Turns out cheap food is really expensive

Americans spend $1.1 trillion on food annually. But a new report from the Rockefeller Foundation suggests that our nutrition habits cost us about three times that number when all the consequences of our food purchases are weighed.

That initial $1.1 trillion covers the cost of food up until we bring it home. But it doesn’t include what happens afterward: the costs of prepping, eating, and disposing of what we bought -- and the effects on our health and the environment. Those costs add up to a staggering $2.1 trillion -- at least (the report authors were being conservative).

Not surprisingly, the bulk of that post-consumption cost can be attributed to health effects.  The downstream costs of non-communicable diseases, including heart disease, add up to $604 billion, including both direct medical costs and productivity loss. For obesity and overweight, the report projected $359 billion.

Source: True Cost of Food Measuring What Matters to Transform the U.S. Food System; The Rockefeller Foundation

The U.S. appears an outlier in this regard.  The authors note that if we could cut our diet-related diseases to rates similar to Canada, we could reduce health care costs by about $250 billion. 

So how do we do that? How can we get more bang for our nutritional buck as a country?  The report suggests that we should treat food as an investment. What a concept! 

“By approaching food and the food system as an investment, and understanding its downstream returns, we have the potential to not only lower our true cost of food, but also transform the food system in a way that reduces costs and increases returns across the different systems and domains with which it intersects,” the authors write.

We should think of food as medicine, the authors assert, by investing in consumer education, strengthening the federal nutrition assistance program, doubling down on better regulatory and labeling practices, and (my favorite) investing in nutritional interventions in health care.

All of this backs up the findings of an analysis of the cost savings of Step One Foods. That study, published online in the journal Current Cardiology Reports, found the healthcare costs in individuals with elevated bad cholesterol (LDL-C) levels were 44% higher than those with normal cholesterol levels.

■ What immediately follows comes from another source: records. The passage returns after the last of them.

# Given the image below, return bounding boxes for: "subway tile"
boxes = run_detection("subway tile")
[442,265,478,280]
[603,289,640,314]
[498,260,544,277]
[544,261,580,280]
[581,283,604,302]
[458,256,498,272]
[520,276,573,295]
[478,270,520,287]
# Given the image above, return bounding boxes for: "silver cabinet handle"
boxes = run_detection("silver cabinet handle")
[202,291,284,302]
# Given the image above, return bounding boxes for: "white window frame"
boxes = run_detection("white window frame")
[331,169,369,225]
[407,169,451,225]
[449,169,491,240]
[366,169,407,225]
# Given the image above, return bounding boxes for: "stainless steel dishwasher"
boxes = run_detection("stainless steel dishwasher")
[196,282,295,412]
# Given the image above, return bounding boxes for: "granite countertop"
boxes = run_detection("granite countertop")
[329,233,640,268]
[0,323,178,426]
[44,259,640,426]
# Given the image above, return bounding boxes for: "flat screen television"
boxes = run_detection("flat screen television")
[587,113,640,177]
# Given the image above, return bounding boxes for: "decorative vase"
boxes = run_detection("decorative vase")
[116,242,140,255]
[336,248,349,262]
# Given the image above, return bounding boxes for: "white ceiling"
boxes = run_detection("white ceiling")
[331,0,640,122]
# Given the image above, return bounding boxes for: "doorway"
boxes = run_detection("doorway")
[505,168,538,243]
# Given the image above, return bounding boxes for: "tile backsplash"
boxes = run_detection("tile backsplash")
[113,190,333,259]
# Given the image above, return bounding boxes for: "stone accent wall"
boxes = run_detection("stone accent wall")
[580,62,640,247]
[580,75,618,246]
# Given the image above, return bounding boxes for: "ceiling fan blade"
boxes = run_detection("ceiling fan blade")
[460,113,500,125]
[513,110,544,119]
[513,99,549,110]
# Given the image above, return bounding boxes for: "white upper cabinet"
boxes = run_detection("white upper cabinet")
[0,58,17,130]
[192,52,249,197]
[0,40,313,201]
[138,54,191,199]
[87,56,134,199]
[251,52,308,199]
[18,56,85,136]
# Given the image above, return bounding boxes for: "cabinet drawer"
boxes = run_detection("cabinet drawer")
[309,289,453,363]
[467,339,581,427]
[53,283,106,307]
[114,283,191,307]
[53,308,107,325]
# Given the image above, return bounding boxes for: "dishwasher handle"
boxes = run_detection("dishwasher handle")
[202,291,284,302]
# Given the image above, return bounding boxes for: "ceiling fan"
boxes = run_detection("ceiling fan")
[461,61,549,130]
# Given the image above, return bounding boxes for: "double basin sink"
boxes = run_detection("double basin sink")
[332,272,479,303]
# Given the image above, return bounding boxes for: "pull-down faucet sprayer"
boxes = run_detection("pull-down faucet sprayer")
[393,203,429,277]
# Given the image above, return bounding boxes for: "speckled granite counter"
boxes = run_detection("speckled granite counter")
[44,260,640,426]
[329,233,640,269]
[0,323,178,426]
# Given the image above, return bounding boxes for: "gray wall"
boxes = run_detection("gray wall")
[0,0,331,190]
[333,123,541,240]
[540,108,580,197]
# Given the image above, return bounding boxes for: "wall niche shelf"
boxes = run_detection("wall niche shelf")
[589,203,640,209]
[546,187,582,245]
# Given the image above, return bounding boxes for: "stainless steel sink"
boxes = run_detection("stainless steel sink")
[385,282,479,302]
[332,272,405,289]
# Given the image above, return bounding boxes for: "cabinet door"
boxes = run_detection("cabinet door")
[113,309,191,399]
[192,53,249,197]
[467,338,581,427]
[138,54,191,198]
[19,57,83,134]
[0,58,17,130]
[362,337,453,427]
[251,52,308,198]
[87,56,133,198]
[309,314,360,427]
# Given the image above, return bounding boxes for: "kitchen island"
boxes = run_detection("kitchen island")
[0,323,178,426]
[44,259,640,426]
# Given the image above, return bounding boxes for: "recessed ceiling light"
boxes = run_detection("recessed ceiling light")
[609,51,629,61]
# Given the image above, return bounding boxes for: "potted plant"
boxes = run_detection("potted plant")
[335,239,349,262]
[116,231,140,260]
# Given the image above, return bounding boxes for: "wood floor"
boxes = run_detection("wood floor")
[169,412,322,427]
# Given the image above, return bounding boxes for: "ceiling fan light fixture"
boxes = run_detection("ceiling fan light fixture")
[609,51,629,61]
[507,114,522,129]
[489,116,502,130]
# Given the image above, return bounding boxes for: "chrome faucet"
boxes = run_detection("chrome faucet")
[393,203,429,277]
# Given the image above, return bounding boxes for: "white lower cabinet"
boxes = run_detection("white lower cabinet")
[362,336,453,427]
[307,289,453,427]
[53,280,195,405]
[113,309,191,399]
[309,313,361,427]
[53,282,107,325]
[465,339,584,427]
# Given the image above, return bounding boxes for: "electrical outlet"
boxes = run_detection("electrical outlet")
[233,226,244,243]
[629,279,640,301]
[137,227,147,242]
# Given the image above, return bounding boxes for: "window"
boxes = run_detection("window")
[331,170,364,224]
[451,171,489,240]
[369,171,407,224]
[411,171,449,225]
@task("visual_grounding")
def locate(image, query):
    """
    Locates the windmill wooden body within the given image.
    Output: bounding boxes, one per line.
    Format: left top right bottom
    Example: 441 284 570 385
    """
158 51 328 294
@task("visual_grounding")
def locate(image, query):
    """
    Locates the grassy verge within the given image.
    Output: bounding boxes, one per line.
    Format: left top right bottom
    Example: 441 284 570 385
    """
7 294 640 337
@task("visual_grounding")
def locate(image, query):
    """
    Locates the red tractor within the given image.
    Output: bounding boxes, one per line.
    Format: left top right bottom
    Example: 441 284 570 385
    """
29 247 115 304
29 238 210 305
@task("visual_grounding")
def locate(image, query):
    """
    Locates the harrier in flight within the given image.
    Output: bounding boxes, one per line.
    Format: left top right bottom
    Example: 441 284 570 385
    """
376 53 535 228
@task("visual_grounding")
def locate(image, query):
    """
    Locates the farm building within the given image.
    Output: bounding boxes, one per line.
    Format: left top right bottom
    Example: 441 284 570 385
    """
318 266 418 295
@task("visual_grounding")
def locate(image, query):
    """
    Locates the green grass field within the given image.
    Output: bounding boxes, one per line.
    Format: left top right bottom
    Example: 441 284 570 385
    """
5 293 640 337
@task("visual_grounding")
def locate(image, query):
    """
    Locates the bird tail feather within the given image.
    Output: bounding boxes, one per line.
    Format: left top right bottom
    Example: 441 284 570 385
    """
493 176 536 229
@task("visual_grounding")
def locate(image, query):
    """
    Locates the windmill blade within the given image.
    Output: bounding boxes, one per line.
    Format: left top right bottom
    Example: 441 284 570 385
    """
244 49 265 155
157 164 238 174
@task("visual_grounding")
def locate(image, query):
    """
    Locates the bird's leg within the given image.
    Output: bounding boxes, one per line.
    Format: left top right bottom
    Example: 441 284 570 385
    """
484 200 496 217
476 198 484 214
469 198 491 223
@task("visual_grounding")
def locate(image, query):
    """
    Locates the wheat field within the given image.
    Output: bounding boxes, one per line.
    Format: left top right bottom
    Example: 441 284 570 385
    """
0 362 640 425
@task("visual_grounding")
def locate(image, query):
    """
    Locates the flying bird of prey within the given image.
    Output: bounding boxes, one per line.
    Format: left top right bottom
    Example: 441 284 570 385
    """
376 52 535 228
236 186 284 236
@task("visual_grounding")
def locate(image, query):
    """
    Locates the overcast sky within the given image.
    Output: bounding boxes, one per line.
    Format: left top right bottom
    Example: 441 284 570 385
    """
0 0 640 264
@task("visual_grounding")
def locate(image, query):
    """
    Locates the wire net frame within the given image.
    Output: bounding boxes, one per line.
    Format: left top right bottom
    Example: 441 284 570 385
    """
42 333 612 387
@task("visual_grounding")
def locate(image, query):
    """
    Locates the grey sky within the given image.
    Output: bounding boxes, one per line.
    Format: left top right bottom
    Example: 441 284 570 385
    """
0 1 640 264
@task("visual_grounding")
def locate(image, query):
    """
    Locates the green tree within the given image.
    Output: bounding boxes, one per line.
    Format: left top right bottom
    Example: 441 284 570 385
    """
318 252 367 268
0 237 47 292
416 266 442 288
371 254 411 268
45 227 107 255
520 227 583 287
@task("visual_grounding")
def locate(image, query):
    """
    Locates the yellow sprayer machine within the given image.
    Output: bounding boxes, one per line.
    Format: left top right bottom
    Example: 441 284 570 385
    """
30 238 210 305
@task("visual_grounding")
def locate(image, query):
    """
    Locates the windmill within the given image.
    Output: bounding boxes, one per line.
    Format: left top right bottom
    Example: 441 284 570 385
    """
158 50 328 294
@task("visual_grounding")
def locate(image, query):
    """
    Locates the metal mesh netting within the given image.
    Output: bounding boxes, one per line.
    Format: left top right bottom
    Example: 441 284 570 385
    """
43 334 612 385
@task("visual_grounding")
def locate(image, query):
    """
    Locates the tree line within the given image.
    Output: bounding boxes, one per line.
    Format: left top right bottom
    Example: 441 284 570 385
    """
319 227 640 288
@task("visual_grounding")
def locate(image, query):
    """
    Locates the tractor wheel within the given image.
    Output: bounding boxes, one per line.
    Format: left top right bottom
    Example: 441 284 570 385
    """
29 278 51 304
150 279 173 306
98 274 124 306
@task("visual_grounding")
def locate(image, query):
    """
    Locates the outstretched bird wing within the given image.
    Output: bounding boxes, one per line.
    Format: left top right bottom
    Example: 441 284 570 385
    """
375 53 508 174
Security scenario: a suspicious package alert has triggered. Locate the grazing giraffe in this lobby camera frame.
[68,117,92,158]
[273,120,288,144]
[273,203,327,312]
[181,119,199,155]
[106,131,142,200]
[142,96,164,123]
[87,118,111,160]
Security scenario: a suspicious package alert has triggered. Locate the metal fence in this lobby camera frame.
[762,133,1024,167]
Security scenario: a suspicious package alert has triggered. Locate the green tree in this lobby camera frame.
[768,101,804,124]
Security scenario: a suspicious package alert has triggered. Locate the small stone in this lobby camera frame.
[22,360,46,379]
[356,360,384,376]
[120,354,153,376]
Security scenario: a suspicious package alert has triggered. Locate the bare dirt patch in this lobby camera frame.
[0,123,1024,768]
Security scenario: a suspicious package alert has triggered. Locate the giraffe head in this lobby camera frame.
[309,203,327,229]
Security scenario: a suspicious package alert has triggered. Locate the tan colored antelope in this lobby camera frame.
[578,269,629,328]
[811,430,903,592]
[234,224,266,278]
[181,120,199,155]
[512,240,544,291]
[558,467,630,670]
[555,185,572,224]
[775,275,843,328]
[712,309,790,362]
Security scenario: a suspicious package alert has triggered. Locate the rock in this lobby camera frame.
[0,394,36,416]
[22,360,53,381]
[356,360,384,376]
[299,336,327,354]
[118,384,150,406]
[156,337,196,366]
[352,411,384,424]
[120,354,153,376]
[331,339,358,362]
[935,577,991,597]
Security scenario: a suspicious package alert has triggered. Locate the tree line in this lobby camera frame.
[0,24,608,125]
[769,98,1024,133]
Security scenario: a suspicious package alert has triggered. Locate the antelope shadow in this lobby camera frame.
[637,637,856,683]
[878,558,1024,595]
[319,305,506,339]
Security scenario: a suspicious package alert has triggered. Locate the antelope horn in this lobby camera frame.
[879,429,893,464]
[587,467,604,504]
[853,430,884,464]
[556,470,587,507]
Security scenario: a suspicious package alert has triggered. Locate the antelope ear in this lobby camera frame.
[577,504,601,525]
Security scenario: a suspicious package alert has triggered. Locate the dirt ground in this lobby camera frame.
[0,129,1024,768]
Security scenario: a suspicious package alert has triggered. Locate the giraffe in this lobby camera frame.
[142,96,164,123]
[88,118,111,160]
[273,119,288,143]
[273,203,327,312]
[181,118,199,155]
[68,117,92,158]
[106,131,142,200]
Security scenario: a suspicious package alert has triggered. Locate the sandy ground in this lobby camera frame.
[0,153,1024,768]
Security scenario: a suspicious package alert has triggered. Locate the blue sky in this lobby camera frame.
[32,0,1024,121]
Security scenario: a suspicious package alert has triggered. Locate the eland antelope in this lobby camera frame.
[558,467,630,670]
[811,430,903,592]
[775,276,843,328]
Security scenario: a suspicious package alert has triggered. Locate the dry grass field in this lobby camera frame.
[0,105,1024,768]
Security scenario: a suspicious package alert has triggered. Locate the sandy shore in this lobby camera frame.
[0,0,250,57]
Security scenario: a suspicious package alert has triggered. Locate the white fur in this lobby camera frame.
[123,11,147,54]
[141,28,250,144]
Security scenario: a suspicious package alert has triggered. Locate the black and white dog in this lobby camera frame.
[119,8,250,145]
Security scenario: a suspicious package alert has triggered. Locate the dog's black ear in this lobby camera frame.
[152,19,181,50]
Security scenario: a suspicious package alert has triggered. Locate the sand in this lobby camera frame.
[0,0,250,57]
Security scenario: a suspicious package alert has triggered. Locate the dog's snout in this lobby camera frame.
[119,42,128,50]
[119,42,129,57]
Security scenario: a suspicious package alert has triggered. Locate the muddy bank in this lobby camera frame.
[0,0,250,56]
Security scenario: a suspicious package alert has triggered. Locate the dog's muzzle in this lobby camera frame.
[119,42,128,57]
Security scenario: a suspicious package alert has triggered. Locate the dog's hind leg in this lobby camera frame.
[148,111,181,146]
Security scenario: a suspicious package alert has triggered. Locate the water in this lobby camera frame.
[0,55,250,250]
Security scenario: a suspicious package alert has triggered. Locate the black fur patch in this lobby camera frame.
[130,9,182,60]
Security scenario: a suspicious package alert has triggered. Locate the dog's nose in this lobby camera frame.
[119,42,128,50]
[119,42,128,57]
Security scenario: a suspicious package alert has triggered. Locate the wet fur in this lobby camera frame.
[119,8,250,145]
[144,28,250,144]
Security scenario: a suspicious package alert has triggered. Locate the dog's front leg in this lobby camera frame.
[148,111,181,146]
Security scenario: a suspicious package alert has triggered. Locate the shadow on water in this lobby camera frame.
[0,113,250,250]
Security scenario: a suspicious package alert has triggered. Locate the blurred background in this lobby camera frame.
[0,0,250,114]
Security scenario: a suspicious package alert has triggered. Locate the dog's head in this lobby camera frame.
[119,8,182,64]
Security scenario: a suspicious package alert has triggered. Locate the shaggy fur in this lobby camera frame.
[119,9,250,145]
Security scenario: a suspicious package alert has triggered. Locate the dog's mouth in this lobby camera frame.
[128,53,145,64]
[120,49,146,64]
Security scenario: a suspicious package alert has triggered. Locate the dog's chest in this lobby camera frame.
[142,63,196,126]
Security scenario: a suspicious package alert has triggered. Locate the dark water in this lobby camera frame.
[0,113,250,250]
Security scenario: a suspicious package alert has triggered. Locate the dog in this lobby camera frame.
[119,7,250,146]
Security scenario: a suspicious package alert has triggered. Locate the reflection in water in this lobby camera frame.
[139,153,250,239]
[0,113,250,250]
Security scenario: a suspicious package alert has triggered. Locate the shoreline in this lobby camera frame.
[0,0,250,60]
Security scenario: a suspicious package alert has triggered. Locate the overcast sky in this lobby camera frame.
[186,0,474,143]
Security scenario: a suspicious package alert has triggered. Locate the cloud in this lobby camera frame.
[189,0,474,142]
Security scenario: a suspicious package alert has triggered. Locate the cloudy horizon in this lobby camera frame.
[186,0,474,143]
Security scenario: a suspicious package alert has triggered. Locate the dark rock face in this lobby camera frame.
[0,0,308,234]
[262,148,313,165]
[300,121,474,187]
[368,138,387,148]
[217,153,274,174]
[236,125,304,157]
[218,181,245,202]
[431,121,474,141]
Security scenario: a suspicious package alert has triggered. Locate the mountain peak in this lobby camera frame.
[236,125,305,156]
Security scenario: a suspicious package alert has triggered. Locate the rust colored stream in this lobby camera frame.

That translates to billions of dollars annually.

We know that reducing LDL-C is associated with lower rates of heart events - and therefore lower heart care costs.  Given that Step One reduces LDL-C on average by 9%, for every dollar spent on SOF, $2.32 is saved in downstream medical costs.

I share your frustration that the bulk of this savings is realized by your insurance company instead of being refunded to you!  After all, you’re the one trying to be proactive in preventing disease, paying for your healthy food at full cost.  Meanwhile, medications prescribed for diet driven diseases are all heavily subsidized.  It all seems backwards. 

Which is why we are working hard to convince insurers that they are far better off paying a little for an ounce of prevention than paying a lot for a pound of cure.  It’s a huge undertaking to change the way insurers pay for "health" care, in a David vs Goliath kind of way, but I won’t rest until we succeed.